It's always my favorite part of a long walk—and one of my favorite prompts to give to the people who walk with me. Listening to the path, or more precisely, all the sounds that accompany it. Of all the senses, hearing is my least exercised and the one that most astounds me when I finally pay attention.
Of course, there is the beautiful sound of strangers taking the trusting jump into friendship, the sound of those first tentative questions, the wondering, "How much do I say? How much do I reveal about myself?" giving way to understanding and acceptance and, sometimes, recognition that our stories are not all unique. They are own but often recognizable in the experience of the other.
But on this second day of walking, we also give each other a wider space to be alone, quiet, and aware of the natural world around us. And what a symphony that world is. For me, this day devoted to hearing is always full of newness and awe—even if I've taken this exact track before. Here's what I heard:
Morning speaks to me
Three birds I can’t identify
Shy, fallow fields whispering “I’m naked.”
Where do the foxes rest?
Golfers on the green.
All those ducks, sitting.
The car that I can’t see
on a road that I don’t know.
A whistling.
The thwat thwat thwat
of walking stick on soft-packed ground.
There, the coohoo of a forest dove.
Water falling,
then waterfowl.
landing on the river.
Ducks finding their voice
on the other side of the river.
A heron standing perfectly still
and a trout, a leap, and a splash.
Ripples.
Rushing.
An overture
bright and melodic
under a steel white sky
marked by the moan of trombone around rock beds,
and of tympani rolling over an old log.
The inching of morning glory as she creeps up the Hedgerow
and the wind rustling through the trees like a taffeta skirt passing by.
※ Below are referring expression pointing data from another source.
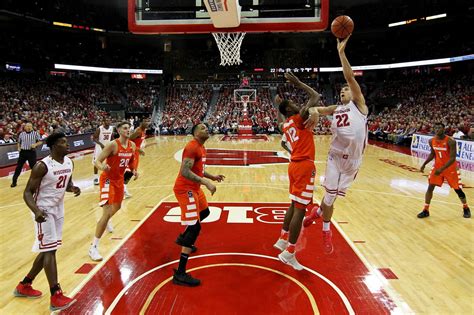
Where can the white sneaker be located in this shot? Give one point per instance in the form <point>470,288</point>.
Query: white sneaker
<point>94,253</point>
<point>126,194</point>
<point>110,227</point>
<point>290,259</point>
<point>281,244</point>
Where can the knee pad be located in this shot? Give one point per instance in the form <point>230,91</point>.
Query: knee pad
<point>460,193</point>
<point>329,199</point>
<point>190,235</point>
<point>204,214</point>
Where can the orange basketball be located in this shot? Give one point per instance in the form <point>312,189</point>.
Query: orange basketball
<point>342,26</point>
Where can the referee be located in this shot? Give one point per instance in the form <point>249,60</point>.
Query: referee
<point>28,140</point>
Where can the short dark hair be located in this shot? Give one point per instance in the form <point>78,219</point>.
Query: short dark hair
<point>194,128</point>
<point>53,138</point>
<point>120,124</point>
<point>282,107</point>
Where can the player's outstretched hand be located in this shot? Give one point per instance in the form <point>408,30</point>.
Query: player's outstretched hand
<point>278,99</point>
<point>76,191</point>
<point>341,44</point>
<point>211,187</point>
<point>292,78</point>
<point>312,120</point>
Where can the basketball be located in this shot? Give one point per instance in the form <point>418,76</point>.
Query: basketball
<point>342,26</point>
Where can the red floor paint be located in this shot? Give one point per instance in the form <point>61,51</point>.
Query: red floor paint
<point>388,273</point>
<point>240,233</point>
<point>240,137</point>
<point>85,269</point>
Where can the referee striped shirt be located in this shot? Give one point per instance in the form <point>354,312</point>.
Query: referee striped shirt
<point>27,139</point>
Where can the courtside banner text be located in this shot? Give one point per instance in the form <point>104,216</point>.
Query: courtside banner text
<point>464,148</point>
<point>9,152</point>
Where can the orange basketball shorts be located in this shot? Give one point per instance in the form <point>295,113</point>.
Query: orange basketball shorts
<point>301,174</point>
<point>452,176</point>
<point>191,203</point>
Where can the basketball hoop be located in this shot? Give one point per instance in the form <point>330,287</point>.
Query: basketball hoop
<point>229,47</point>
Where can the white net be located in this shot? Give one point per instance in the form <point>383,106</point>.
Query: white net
<point>229,47</point>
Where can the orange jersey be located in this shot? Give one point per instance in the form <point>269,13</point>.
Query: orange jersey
<point>120,161</point>
<point>299,139</point>
<point>138,141</point>
<point>196,151</point>
<point>442,152</point>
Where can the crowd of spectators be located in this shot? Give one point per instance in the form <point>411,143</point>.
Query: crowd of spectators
<point>49,106</point>
<point>419,103</point>
<point>141,97</point>
<point>185,106</point>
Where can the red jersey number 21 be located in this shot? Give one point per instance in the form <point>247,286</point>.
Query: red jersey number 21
<point>292,134</point>
<point>342,120</point>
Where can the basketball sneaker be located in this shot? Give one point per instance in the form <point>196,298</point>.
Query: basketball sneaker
<point>180,242</point>
<point>60,302</point>
<point>110,227</point>
<point>281,244</point>
<point>423,214</point>
<point>290,259</point>
<point>185,279</point>
<point>312,216</point>
<point>25,290</point>
<point>327,242</point>
<point>94,253</point>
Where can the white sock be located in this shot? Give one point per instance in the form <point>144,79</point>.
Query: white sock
<point>95,242</point>
<point>326,226</point>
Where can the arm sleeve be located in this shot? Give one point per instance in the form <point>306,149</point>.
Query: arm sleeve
<point>298,120</point>
<point>190,151</point>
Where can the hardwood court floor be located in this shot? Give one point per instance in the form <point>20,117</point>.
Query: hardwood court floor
<point>432,258</point>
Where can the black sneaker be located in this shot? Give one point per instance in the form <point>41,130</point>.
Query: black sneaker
<point>423,214</point>
<point>467,213</point>
<point>185,279</point>
<point>180,242</point>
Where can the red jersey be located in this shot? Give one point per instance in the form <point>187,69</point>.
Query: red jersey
<point>138,141</point>
<point>442,152</point>
<point>196,151</point>
<point>120,162</point>
<point>299,139</point>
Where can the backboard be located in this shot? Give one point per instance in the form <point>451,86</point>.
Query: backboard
<point>257,16</point>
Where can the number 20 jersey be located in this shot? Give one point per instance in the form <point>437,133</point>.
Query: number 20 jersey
<point>299,139</point>
<point>54,183</point>
<point>349,131</point>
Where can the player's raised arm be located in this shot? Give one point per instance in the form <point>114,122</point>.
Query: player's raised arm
<point>357,95</point>
<point>314,96</point>
<point>37,174</point>
<point>431,156</point>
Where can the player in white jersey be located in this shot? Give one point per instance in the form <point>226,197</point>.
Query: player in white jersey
<point>44,195</point>
<point>349,138</point>
<point>102,136</point>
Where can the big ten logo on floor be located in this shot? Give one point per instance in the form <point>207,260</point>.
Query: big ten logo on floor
<point>241,213</point>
A silence that is very loud.
—Cheryl Murfin, September 2024
Along the way, we stopped in a beautiful garden and met the man who had nurtured and built it over the last 27 years. He's about to retire and hand the reigns over to his son, which got me thinking about my own children and what I will hand over to them. Eventually. The gardener was joyful. He knows his son is almost ready. He has confidence all will be well.
What more would I want to hand over to my kids?
Before we left the garden, we were given a prompt: Go through the garden and pick the plant, tree, or element that is you. I chose a hedge turned into a close in the style of Dali—giving the illusion that it is slipping from 3D to 2D.
It felt like the truest image of myself I've ever seen outside the mirror.
Me in a garden
I am a Dali hedge clock,
Melting under the weight of time.
My body bends at 2:15 PM—
The angle extreme
and mysterious
and silly
and matching my heart exactly.
I never reach 2:16
I never return to 2:14
But I am well-trimmed
I look ready to run like the spook who took off with the plate
Only two questions hold me here:
Can I make a graceful exit?
And
Why are the hedge roots beckoning “Come home! Come home?”